We are here to offer our resources in the training and professional development of integrating Latin American, Caribbean, and African content into the curriculum and across the disciplines. We also intend to leverage these technologies to continue to assist you and your colleagues in teaching the material throughout the years to come. You may contact us by email, phone, etc., and we’ll help in any way that we can. At every step of the process, we encourage your reactions, thoughts, feedback, and suggestions.
Our Project
In your community, we are inviting Latin American/Latinx and African heritage families with a history of immigration to join us in a project that captures stories of different generations who migrated to Kansas and the Kansas City metro area. We believe that increasing the visibility of migration stories enriches the diverse communities where we live. If you agree, we would like to work with educators to share stories with the public to move beyond stereotypes of immigrant experiences and elevate overlooked lived experiences of Black, indigenous and people of color.
Our Hope
Our hope is that by sharing the older generation’s immigrant stories of arrival with the younger generation’s stories of growing up, they can document and preserve their family’s history. This might include archiving photos, letters, or pictures of important culture objects and prized possessions. Our team will work with members of the older generation to record stories via video or audio. To capture the storytelling experiences of the younger generation, we will turn to social media platforms such as Snapchat, Facebook, and Instagram.
Why This Matters
This project broadly asks the question: “what do you think of when you hear the term “Heartland?” In popular imagination, it’s easy to think of the very largely rural center of the country with its farms of wheat and corn, open ranges of cattle and thunderstorms with destructive tornadoes. When people talk about the Heartland, they imagine Kansas-as-synecdoche, conjuring images of The Wizard of Oz and constituting the very center and image of “Americanness.” And yet, Kansas is generally regarded as “flyover country,” associated directly with the rural heart of the U.S. but assumed to be lacking in the type of diversity that has long characterized urban centers on either coast.

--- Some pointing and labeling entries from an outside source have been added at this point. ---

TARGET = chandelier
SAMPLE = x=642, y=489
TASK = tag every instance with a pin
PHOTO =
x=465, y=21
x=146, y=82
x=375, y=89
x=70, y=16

In reality: the state of Kansas has experienced demographic changes common throughout the U.S., and it is similarly struggling to meet the academic needs of students who identify as BIPOC (Black, indigenous, or a persons of color). Latinos, for example, are the least educated of all major ethnic groups, and the growth in college degrees for Black, indigenous and Latinx students is relatively stagnant. Average standardized scores in math and reading have increased for Latinx students, but the population continues to underperform, drop out more frequently, or is less likely to graduate high school on time relative to their peers. In other words, as educators we know what outsiders think of the Midwest, and we see how different the reality is from the imagination. That reductive but constant stereotype does more than erase a long history of immigration to and globalization in Kansas; it actually is potentially counter-productive to the incorporation of immigrants into our communities. Whether it is because of Kansas’s historical and current reliance on migrant labor or potentially advantageous economic and social conditions, there is today significant diversity among Latinx and African immigrant populations throughout the region.
The Coming to the Heartland team is committed to building knowledge about Latin American and African migration and serving immigrant communities in Kansas through education, the arts, and outreach. Drawing specifically on our unique positioning within an institute of higher learning that is also the flagship university of the state of Kansas, and aided by your direct connection to children and their families as educators, we aim to bring attention to the particular challenges endured by immigrants.
Coming to the Heartland will engage with a larger, nationwide conversation about shifting demographics and rapid cultural swings. In our present political climate, the demand for encouraging solidarity and the building of coalitions are necessary components of life for BIPOC. This project capitalizes on national and local student and community activism working towards building a better future; it is our intention that this project will raise awareness, inspire new, better support structures, encourage inclusivity through cultural competency and community building, and advocate for proactive measures to address these issues.